The absolute accuracy of industrial robots is an important indicator for evaluating their overall performance. The accuracy of robots may be affected by factors such as machining errors, assembly errors, component wear, end-effector load variations, and changes in temperature. This is particularly disadvantageous in certain applications including high-precision satellite assembly and aircraft assembly. With the continued development and usage of industrial robots, the demand for accuracy is increasing. As such, improving the absolute accuracy of industry robots is a significant issue that needs to be addressed.
Research from the School of Aerospace Engineering and Mechanics at Tongji University have proposed a new calibration method to improve the absolute accuracy of industrial robots using a combination of motion capture systems and Extreme Learning Machine (ELM), and artificial neural network. The proposed method significantly improves robot pose accuracy compared to traditional calibration methods. This research provides a new approach to improving the performance and efficiency of industrial robots in various fields.
Validation Experiment
The industrial robot was placed in the geometric center of eight motion capture cameras. A hollow aluminum device was attached to the end effector with bolts. Then, fifteen reflective markers were attached to each joint of the robot and the end effector, totaling about ninety markers. During the experiment, 500 robot pose movements were randomly selected, and the NOKOV motion capture system was used to continuously capture the motion of the robot, collecting the position and orientation of each joint.

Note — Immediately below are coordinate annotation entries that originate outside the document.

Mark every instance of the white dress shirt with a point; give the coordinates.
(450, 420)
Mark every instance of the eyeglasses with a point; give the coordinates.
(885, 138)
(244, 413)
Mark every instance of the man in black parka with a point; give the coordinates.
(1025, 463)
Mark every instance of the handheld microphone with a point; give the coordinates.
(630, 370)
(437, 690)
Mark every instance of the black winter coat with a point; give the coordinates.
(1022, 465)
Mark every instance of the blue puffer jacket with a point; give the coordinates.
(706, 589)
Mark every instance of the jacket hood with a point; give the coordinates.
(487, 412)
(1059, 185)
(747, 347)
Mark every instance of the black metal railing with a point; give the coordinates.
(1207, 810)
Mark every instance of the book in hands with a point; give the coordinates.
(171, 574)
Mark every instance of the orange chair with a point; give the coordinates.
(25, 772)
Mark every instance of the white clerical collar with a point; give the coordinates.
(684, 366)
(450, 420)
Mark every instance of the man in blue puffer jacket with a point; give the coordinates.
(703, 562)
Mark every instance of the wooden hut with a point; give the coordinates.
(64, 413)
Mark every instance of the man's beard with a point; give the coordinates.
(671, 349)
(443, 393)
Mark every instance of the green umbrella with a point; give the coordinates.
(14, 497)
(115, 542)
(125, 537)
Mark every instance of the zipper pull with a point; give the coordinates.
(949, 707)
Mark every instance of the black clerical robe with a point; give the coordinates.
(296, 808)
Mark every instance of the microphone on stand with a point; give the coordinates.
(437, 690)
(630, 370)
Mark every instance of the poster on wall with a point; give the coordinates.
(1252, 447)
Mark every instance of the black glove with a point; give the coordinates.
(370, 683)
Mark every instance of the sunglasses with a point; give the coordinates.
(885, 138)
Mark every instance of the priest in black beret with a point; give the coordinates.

This data was then used for DH parameter calibration. Finally, the calibration method was evaluated using the standard deviation of the error compared to traditional kinematic calibration methods.
Experimental robot and motion capture system
Experiment video
The experimental results show that with increasing sources of geometric and non-geometric errors, the positioning accuracy of the industrial robot improves from 3.073 degrees to 0.077 degrees under the improved calibration method. This confirms the effectiveness of the algorithm and validates the expected results.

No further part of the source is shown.